“Grip adam öldürmez, diyorum amma ölenler de benim gibi insan.
Galiba ben de öleceğim, galiba değil, muhakkak. Bir ikindi ezanından sonra beni de şu köprüden geçen tabutların arasında sıraya koyacaklar... Önde bir deve katarının çıngırakları, arkada adamın “Allah rahmet eylesin diyenin yedi ceddine rahmet olsun sesi... Arkamda öyle tükenmiş bir dünya, müflis bir insanlık bırakıyorum ki, karşılığını yedi misli olarak ödemeyi vaad etmezlerse insan bir rahmet bile okumuyor.”

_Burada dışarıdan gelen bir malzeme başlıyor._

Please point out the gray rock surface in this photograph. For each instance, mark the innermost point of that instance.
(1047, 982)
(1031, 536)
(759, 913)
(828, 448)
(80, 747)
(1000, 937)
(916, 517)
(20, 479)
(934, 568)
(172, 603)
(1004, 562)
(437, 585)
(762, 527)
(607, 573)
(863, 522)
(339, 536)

Reşat Nuri Güntekin’in Anadolu Notları Kitabının Yolda Hastalık makalesinden bir kesit.
Evet ölüm herkesin başında. Akıbet mukadder. Maksat ona yapılan hazırlık nasıl, fânî hayatın fildişi kuleleri yıkılırken anbean, ebedî yurdunu mamur etmeye çalışan ancak bu yolda kârlı çıkan, yoksa iki dünyası da mahvolanlardan olmak asıl ölüm. ”Her bir şehri yüz defa mezaristana boşaltan ölüm, elbette hayattan ziyade bir istediği var” O yüzden kabrin arkası için çalışılmalı.
Fakat 1935’lerde bile iflas etmiş insanlık, tükenmiş bir dünya halinden bahsediyor yazar bugünlere gelseydi ne diyecekti bilmem.
Yolda hastalığın evdeki hastalıktan kat kat zor olduğunu mey’us bir halet-i ruhiye ile anlatan yazarın menfaatçi insan duyarsızlığının tesbitinin de asıl hastalığın ne olduğunun bulunması ve bilinmesinden geçtiği ve reçetesi ise şu sözlerde değil midir?
Milletin kalb hastalığı zaaf-ı diyanettir. Bunu takviye ile sıhhat bulabilir.
İnsaniyetin zafiyet geçirdiği, yoldan çıktığı bu meş’um zamanda dinî değerlerin takviyesine şiddetli ihtiyaç ve bu yolda daim sebat lâzım vesselâm.